The license requires some preparation to pass a 60-question multiple choice test, and only licensed operators can commercially fly the drones. For large farms, this might mean requiring each field or farm manager to become licensed. It also helps to have multiple drones so that everyone can deploy one quickly, without waiting for another part of the operation to finish using the one shared machine.

Interpreting is Important Part
While the machinery and operator components are important, the devil is in capturing and understanding the data. As Vick puts it, “I always tell people that flying the drone is the easy part.”

Growers also have the option to hire an outside drone service to take care of the details. The benefit is that not only will someone fly the drones, that person also will be able to understand the subsequent data.

“You want the information to be actionable,” says Vick. “This requires someone to be able to interpret the data and analytics after they are collected.”

The value is in being able to quickly make corrections to crops based on the information. All the data and imagery in the world are useless unless they can be used to produce better strawberries, faster.
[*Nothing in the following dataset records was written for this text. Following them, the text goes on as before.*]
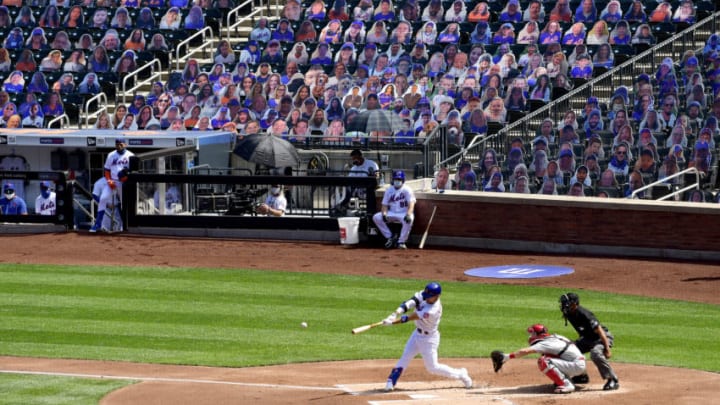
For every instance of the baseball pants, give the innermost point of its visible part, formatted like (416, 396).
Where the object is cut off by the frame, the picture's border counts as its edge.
(426, 346)
(393, 217)
(597, 355)
(569, 368)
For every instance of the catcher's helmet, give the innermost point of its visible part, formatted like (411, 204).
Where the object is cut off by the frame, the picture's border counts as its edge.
(537, 332)
(431, 290)
(567, 299)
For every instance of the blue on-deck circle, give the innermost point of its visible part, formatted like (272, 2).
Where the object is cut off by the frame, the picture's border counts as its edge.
(519, 271)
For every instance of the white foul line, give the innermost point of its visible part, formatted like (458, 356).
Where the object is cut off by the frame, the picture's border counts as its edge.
(168, 379)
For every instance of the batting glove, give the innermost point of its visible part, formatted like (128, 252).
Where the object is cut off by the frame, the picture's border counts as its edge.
(390, 319)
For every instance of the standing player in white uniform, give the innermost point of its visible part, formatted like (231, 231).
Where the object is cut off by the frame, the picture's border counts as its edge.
(559, 359)
(425, 339)
(45, 202)
(398, 206)
(117, 165)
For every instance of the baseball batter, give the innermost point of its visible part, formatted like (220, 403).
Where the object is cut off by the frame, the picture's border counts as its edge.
(398, 206)
(559, 358)
(425, 339)
(275, 204)
(45, 202)
(594, 338)
(117, 166)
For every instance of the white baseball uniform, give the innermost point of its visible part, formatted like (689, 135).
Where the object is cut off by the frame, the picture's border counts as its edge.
(98, 188)
(45, 206)
(367, 169)
(398, 201)
(425, 339)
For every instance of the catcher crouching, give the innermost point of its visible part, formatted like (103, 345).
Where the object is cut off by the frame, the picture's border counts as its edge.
(559, 359)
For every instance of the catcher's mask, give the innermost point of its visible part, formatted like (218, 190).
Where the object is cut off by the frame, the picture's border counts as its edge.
(536, 332)
(566, 300)
(431, 290)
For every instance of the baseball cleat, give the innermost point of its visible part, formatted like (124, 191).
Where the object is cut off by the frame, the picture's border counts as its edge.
(565, 388)
(389, 386)
(580, 379)
(465, 378)
(611, 384)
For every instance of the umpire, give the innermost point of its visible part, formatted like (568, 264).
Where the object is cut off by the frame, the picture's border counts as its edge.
(594, 338)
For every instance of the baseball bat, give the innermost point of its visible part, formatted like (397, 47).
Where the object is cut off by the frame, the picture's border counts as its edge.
(427, 228)
(361, 329)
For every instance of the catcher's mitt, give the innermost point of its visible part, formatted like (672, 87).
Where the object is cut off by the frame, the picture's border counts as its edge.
(498, 359)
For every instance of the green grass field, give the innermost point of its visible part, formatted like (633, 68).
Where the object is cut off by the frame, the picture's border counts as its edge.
(240, 318)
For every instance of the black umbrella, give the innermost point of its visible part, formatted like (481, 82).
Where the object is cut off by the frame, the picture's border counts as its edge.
(375, 120)
(268, 150)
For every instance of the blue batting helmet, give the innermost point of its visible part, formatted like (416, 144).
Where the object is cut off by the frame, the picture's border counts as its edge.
(431, 290)
(122, 175)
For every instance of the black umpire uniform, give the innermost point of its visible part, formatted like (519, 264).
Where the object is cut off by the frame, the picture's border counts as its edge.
(593, 338)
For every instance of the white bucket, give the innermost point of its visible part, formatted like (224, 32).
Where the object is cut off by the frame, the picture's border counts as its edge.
(349, 227)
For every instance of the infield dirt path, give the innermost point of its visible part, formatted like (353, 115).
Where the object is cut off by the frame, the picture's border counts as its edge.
(359, 382)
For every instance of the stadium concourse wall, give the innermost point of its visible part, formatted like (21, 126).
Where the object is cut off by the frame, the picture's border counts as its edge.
(567, 225)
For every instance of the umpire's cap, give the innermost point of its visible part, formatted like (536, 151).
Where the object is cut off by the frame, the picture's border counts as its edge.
(569, 298)
(431, 290)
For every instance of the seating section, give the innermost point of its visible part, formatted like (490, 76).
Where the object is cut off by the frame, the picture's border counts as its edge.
(315, 74)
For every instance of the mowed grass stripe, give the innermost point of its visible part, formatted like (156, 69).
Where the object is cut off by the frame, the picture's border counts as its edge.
(55, 390)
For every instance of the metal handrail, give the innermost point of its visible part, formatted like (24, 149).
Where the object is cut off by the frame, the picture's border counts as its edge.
(101, 98)
(236, 11)
(696, 185)
(186, 42)
(63, 119)
(155, 74)
(479, 139)
(427, 143)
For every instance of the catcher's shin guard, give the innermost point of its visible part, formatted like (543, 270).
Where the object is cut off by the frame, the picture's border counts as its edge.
(551, 371)
(395, 375)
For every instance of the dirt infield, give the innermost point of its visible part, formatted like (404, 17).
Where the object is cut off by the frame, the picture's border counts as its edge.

While drones are still relatively new to the specialty crop industry, their capabilities will continue to improve. Right now, for example, the sensors and analytics offer generic information about plant health and stresses. Vick foresees a future where the data will become increasingly targeted.

“There will eventually be a strawberry crop sensor that’s different from a blueberry crop sensor, and we will be able to identify disease A versus disease B,” he says. “As we continue to collect data, we’ll be able to apply artificial intelligence and machine learning to those data sets to help growers make the best, most informed decisions about their crop.”Bobby Vick of PrecisionHawk says.